さらには、その内側から、強い憎悪のこもった呪詛のような声が、冷蔵庫の壁を隔てているとは思えない程、ハッキリとこちらに聞こえて来る。間違いなく人の言葉を話しているのに、とても人間の声には思えないような、そんなおぞましい声音だった。
「友達だと思ったのに。友達になれると思ったのに。許さない許さない。殺してやる殺してやる殺してやる殺してやる」
私とYは絶句して、恐ろしさのあまりその場に背を向けて走り出す。
転びそうになりながら斜面を走る私達の背中に、少女が放つ呪詛の言葉が、いつまでも聞こえ続けていた。
私とYはどうにか山を降り、青白い顔で見つめ合った。
あまりの恐ろしさに、全身が震えるばかりで涙すら流れて来ない。
そんな中で、Yが怯えた声で言った。
「このことは誰にも秘密にしよう。そして、さっきの場所には絶対に行かないようにしよう」
私は強く頷いた。本当にその場所には二度と行かず、そのことは誰にも話すことがなかった。
それからはもう生きた心地のしない日々が続いている。
あのまま冷蔵庫に閉じ込めていれば中の少女は間違いなく死ぬだろう。普通に考えれば、もうとっくに冷蔵庫の中で死んで、死体は少しずつ腐ってドロドロに溶けてしまっている。

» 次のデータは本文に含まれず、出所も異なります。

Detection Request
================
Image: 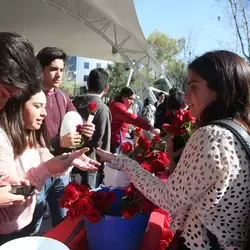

そうした結果をもたらしたのは間違いなく私達だし、つまり私達は人を殺したのだ。その事実を想起する度、私は気が狂いそうな恐怖に身を焦がし、頭を抱えてのたうった。
だが、腑に落ちないこともいくつかある。
あの冷蔵庫の振動や内側から聞こえる少女の声は、間違いなく正常な現象とは言えないものだった。証拠に、丸一日冷蔵庫の中に放置された少女が、特に弱った様子もなくあれだけはっきりとした声を出し続けられるのは不自然だし、中でどんなに少女が暴れても冷蔵庫はあんなに震えない。
そもそもあの少女にしたって、顔は青白いし存在感もどこか儚いもので、この世の者でないと言われれば納得する。
私達は一体何に魅入られて、何を閉じ込めたのだろうか?
閉じ込められた物は今、どうなっているのだろうか?
あの少女がある種の怪異であり、それを閉じ込めて恨みを買うのと、そうではなくただただ生身の人間を閉じ込めて殺すのと、いったいどちらがマシだと言えるだろうか?